Autre utilisation possible des algorithmes, l'écriture d'articles de façon automatique à partir de données chiffrées. Aux Etats-Unis, le magazine économique Forbes propose déjà sur son site des articles rédigés par un logiciel à partir des évolutions de la Bourse. En France, des médias comme RTL et Eurosport ont également tenté l'expérience de façon limitée autour de l'actualité footballistique. Exemple de prose algorithmique sur Eurosport.com: "16 tweets négatifs ont été relevés sur Ribéry lors du dernier match" [de l'Euro 2012].
«Notre but n'est pas de remplacer les journalistes, assure Claude de Loupy, fondateur de la société Syllabs, spécialisée dans la sémantique. La production automatisée d'articles n'égalera de toute façon jamais la qualité de la production humaine. Mais les algorithmes peuvent être utiles pour produire des contenus à partir de données très volumineuses et ainsi dégager du temps aux journalistes pour se concentrer sur la valeur ajoutée.»
Cohabitation forcée
Pour les élections municipales de mars prochain, Syllabs travaille par exemple sur un outil qui permettrait aux médias de générer en temps réel des petits textes sur chacune des 36 000 communes de France à mesure que tomberont les résultats. Des discussions seraient en cours à ce sujet avec le groupe Nextradio TV et le gratuit 20 Minutes. «Aucun média ne peut faire à la main et en temps réel 36 000 articles sur les résultats des élections municipales. Notre solution permet aux journalistes de se concentrer sur les grandes villes et sur l'analyse des résultats», souligne Claude de Loupy.

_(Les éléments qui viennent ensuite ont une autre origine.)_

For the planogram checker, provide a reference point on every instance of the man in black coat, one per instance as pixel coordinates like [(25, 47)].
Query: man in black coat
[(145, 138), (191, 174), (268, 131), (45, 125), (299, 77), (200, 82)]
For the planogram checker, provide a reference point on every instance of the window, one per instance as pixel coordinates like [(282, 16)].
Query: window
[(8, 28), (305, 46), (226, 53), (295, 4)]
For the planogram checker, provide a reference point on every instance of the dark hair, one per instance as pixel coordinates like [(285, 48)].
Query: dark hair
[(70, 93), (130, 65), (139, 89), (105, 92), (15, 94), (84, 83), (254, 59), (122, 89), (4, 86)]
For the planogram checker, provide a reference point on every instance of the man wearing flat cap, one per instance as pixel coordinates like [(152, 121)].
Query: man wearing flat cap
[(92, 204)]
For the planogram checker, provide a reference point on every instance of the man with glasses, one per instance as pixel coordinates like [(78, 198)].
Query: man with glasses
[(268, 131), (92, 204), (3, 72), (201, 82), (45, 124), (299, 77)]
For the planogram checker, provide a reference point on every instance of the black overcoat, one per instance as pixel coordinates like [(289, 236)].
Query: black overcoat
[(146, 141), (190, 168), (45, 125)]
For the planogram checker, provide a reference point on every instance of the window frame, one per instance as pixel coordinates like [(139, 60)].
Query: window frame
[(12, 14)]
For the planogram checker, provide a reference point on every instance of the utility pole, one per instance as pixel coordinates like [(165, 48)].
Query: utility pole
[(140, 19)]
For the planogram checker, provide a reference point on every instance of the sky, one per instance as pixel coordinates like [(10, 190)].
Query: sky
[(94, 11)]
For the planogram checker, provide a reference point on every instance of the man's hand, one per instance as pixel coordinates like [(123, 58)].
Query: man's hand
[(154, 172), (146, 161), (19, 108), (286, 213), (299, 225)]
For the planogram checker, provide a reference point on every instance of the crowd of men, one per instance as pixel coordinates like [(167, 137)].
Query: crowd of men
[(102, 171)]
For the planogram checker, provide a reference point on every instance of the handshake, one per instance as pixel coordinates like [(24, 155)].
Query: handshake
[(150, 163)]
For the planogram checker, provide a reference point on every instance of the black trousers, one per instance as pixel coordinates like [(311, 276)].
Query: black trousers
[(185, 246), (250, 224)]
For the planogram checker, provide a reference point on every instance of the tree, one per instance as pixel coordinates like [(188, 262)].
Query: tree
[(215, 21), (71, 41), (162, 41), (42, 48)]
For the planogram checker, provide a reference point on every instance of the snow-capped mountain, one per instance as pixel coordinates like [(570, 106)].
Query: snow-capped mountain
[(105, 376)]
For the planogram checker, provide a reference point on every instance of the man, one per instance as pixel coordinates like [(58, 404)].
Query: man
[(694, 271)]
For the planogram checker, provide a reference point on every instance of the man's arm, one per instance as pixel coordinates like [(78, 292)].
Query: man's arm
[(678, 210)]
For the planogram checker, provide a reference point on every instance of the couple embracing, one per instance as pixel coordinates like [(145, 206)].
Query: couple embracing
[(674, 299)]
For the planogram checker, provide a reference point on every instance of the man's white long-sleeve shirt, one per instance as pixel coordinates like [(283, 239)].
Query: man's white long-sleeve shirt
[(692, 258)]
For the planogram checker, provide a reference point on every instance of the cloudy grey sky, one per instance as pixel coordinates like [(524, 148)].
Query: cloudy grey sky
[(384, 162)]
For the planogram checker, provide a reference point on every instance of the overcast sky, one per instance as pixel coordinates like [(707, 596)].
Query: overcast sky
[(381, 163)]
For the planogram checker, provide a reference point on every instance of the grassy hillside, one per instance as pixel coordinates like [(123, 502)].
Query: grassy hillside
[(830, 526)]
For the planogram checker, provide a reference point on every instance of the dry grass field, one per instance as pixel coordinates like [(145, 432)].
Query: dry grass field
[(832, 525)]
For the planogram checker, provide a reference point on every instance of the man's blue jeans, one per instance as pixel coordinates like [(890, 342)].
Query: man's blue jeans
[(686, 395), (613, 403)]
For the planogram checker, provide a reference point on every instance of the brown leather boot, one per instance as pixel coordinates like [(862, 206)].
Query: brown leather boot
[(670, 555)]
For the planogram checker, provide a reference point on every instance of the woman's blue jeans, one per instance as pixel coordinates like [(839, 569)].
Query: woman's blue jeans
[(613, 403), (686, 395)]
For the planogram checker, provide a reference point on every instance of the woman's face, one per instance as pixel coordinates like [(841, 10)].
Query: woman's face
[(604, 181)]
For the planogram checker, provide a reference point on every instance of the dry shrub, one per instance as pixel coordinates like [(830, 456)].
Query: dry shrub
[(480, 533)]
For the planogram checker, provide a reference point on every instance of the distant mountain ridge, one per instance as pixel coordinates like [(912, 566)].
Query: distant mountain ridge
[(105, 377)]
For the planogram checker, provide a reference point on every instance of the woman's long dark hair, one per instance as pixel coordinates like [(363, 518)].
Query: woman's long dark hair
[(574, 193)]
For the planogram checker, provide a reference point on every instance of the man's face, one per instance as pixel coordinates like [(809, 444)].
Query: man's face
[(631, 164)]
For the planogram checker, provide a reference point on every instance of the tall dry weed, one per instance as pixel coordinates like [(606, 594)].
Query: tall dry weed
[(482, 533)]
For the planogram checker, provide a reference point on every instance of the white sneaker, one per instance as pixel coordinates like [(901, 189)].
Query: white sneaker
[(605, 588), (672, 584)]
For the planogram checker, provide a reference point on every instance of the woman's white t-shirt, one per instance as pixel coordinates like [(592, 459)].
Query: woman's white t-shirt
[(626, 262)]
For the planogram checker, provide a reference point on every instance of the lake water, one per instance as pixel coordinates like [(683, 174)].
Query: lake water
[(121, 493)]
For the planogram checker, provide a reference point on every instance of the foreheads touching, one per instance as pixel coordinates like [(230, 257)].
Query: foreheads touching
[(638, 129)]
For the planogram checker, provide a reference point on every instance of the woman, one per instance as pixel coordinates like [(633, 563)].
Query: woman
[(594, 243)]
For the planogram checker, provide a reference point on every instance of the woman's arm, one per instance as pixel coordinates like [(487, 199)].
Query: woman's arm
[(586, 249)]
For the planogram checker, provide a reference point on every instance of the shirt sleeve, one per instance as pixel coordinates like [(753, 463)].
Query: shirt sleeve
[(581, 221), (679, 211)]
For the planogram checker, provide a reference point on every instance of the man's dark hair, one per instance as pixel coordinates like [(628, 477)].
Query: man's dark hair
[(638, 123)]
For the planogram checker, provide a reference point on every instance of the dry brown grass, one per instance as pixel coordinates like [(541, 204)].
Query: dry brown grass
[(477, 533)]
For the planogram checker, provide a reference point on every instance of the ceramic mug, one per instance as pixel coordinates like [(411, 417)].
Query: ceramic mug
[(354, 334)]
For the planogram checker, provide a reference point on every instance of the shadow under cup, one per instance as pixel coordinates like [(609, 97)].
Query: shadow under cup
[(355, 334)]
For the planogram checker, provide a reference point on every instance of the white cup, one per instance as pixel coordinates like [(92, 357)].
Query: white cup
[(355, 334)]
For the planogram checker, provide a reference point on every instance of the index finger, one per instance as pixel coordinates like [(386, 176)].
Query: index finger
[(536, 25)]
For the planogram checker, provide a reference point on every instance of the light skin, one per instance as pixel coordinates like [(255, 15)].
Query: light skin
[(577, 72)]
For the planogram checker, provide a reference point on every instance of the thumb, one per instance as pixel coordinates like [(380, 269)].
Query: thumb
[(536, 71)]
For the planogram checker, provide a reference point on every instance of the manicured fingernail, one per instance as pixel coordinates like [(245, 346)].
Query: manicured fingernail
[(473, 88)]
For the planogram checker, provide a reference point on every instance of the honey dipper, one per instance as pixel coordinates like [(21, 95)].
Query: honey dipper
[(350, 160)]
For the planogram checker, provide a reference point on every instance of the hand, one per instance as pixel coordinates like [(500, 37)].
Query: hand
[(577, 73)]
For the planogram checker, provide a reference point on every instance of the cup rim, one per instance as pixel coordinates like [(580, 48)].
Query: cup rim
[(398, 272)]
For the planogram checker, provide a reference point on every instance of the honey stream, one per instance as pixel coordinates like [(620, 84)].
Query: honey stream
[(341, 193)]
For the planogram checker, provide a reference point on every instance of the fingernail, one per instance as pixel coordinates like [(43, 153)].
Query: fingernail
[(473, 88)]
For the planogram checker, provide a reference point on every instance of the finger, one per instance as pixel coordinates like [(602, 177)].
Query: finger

«Le journaliste est là pour donner du sens à des choses alors que les algorithmes donnent du sens aux données, estime pour sa part Eric Scherer. Il n'y a aucune raison de ne pas laisser à une machine les tâches rébarbatives. En revanche, rien ne pourra remplacer les journalistes pour trouver ce qui se cache derrière un communiqué de presse sur des résultats financiers par exemple.» Journalistes et algorithmes vont donc devoir cohabiter. Pour le meilleur et pour le pire.